The device profile shows us that the sum of dispatch+FW times gives us 115.8 ms on device. This is 7.9 ms off of the e2e measurement, easily explained by time to untilize on host (blocked by #11509).
Investigating the perf dump shows us device FW time: 12.14 t/s/u + dispatch: 8.6 t/s/u + untilize on host: 8.08 t/s/u
On TG, dispatch accounts for 28.8% of on-device time, compared to 15% on T3k. #11398 is also relevant for this issue, since dispatch times for line_all_gather are typically 34 µs, even longer than the ~20 µs for ring AllGather on T3k.
Note that there is a hang that shows up with and without tracing - this is a separate issue.
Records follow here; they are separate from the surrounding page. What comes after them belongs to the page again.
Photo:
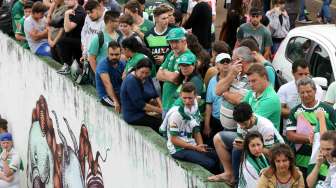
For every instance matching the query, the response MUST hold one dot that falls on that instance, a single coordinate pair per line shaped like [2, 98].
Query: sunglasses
[225, 61]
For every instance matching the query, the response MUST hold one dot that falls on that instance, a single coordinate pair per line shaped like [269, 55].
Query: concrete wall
[135, 157]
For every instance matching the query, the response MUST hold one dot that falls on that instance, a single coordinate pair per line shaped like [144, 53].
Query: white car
[314, 43]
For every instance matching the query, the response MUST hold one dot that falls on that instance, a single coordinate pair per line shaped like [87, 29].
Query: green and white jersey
[133, 61]
[250, 169]
[266, 129]
[304, 153]
[323, 172]
[157, 42]
[267, 104]
[226, 110]
[181, 126]
[146, 26]
[169, 88]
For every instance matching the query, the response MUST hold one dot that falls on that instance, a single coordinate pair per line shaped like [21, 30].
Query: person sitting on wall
[140, 103]
[282, 171]
[109, 77]
[306, 120]
[35, 29]
[320, 172]
[9, 163]
[3, 127]
[253, 160]
[182, 126]
[247, 121]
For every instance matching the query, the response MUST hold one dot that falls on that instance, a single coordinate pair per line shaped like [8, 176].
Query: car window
[320, 65]
[298, 48]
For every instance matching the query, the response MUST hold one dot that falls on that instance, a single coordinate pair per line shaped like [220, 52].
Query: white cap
[222, 56]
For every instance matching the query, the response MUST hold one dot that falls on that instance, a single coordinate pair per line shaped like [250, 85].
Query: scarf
[258, 163]
[193, 115]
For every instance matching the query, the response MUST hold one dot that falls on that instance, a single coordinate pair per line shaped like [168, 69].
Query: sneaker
[64, 70]
[305, 21]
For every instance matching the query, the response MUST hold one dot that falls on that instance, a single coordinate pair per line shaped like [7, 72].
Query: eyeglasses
[225, 61]
[255, 15]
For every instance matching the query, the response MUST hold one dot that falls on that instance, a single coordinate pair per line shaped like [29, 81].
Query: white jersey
[288, 94]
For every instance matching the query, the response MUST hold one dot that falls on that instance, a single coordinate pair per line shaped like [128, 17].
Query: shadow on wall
[52, 164]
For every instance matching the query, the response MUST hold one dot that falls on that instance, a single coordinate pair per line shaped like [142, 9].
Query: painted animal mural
[59, 165]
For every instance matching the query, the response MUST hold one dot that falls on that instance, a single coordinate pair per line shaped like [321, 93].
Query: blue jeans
[267, 6]
[325, 11]
[302, 14]
[43, 50]
[228, 137]
[208, 160]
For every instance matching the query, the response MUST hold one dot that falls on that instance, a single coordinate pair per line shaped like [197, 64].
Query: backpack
[101, 39]
[78, 74]
[6, 17]
[279, 80]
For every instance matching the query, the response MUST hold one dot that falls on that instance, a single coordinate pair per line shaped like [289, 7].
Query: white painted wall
[131, 161]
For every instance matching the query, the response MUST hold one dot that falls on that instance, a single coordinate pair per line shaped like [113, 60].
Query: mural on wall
[52, 164]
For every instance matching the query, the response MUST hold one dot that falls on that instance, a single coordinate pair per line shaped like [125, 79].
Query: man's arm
[233, 97]
[313, 175]
[92, 62]
[36, 35]
[207, 116]
[299, 138]
[267, 53]
[152, 108]
[105, 77]
[225, 83]
[68, 24]
[285, 111]
[164, 75]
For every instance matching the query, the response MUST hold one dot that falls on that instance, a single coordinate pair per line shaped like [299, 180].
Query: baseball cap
[6, 137]
[176, 34]
[186, 58]
[222, 56]
[255, 11]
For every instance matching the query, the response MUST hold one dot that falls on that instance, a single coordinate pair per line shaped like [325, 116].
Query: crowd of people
[10, 161]
[219, 103]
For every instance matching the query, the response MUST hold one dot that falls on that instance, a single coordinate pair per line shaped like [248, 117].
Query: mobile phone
[239, 141]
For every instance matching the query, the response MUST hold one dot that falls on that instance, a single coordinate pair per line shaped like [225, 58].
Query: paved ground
[313, 7]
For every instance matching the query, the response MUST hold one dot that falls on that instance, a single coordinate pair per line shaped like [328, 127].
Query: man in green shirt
[141, 25]
[17, 13]
[155, 39]
[19, 32]
[319, 169]
[315, 116]
[262, 97]
[96, 54]
[255, 29]
[169, 71]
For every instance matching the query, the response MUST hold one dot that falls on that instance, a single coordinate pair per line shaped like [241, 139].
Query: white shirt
[288, 94]
[90, 29]
[266, 128]
[40, 26]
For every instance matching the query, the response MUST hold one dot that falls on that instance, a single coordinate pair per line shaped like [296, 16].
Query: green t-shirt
[17, 14]
[261, 34]
[200, 91]
[266, 105]
[133, 61]
[102, 52]
[331, 94]
[20, 31]
[157, 43]
[169, 88]
[324, 168]
[303, 155]
[146, 26]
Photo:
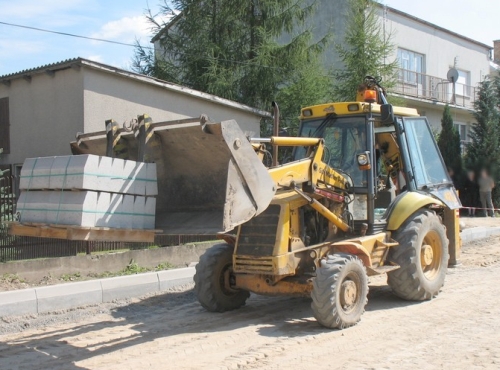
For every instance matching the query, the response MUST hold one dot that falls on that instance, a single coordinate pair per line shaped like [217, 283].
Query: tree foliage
[249, 51]
[364, 51]
[484, 150]
[449, 143]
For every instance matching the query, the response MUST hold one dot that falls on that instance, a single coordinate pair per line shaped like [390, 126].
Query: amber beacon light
[370, 96]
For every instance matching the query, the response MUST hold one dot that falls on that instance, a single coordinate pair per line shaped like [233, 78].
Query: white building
[42, 109]
[425, 52]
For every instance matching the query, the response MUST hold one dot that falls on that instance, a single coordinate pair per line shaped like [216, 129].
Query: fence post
[88, 247]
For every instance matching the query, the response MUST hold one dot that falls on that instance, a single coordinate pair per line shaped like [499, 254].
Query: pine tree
[231, 49]
[449, 143]
[484, 151]
[364, 51]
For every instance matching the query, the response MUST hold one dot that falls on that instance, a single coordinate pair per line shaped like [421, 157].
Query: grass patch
[133, 268]
[71, 277]
[12, 278]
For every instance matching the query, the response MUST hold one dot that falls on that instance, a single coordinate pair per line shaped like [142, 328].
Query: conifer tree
[246, 51]
[449, 143]
[364, 51]
[484, 151]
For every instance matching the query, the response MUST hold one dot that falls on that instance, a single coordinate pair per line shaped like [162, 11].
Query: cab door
[427, 169]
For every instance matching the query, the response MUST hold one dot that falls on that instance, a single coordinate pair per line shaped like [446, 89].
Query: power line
[72, 35]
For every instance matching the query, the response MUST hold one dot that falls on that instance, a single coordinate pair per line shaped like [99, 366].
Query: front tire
[422, 254]
[339, 291]
[211, 280]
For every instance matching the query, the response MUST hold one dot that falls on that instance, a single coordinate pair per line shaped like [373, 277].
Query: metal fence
[422, 86]
[14, 248]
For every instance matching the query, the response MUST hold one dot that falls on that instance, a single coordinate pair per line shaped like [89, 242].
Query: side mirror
[386, 114]
[364, 161]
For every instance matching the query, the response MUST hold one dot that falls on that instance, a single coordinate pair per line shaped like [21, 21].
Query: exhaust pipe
[276, 131]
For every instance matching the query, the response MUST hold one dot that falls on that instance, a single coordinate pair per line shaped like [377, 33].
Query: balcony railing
[435, 89]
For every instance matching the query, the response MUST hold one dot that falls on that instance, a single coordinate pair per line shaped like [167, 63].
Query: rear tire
[339, 291]
[422, 254]
[211, 280]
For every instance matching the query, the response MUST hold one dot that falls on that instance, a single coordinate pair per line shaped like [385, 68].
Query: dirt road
[460, 329]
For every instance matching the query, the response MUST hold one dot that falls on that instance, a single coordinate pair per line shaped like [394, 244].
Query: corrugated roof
[51, 67]
[79, 62]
FYI @SeanNijjar for LineAllGather dispatch. ~@tt-asaigal says that we certainly are hitting the CCL stall on TG.~ FYI @davorchap for dispatch proportion on TG with tracing
CCL stall is being hit in eager mode. This will lead to dispatch overhead for the next op after a CCL being higher than usual. For trace, this should not be the case. Interesting that, even with trace and chip local traffic for dispatch, we're seeing higher overhead on TG.
FYI @SeanNijjar for LineAllGather dispatch. @tt-asaigal says that we certainly are hitting the CCL stall on TG.
Just to be clear here. By stall here, you are referring to the current pipeline flush that we have as a work-around for dispatch deadlock until we have multi-channel support, correct? I kind of assumed any dispatcher measurements while that's enabled would be too noisy to be meaningful due to the stall.
spreadsheet. TG Llama has more and smaller ops than t3k, so dispatch contributes more to e2e.
Discuss TG Llama e2e perf in this issue
First tracy shows that concatting output on host is a huge 250ms bottleneck. I resolved this by using AllGather on device. In addition, 1L dispatch on main thread takes 12ms while device FW time per layer is ~860 µs. This indicates that tracing is required to achieve high e2e.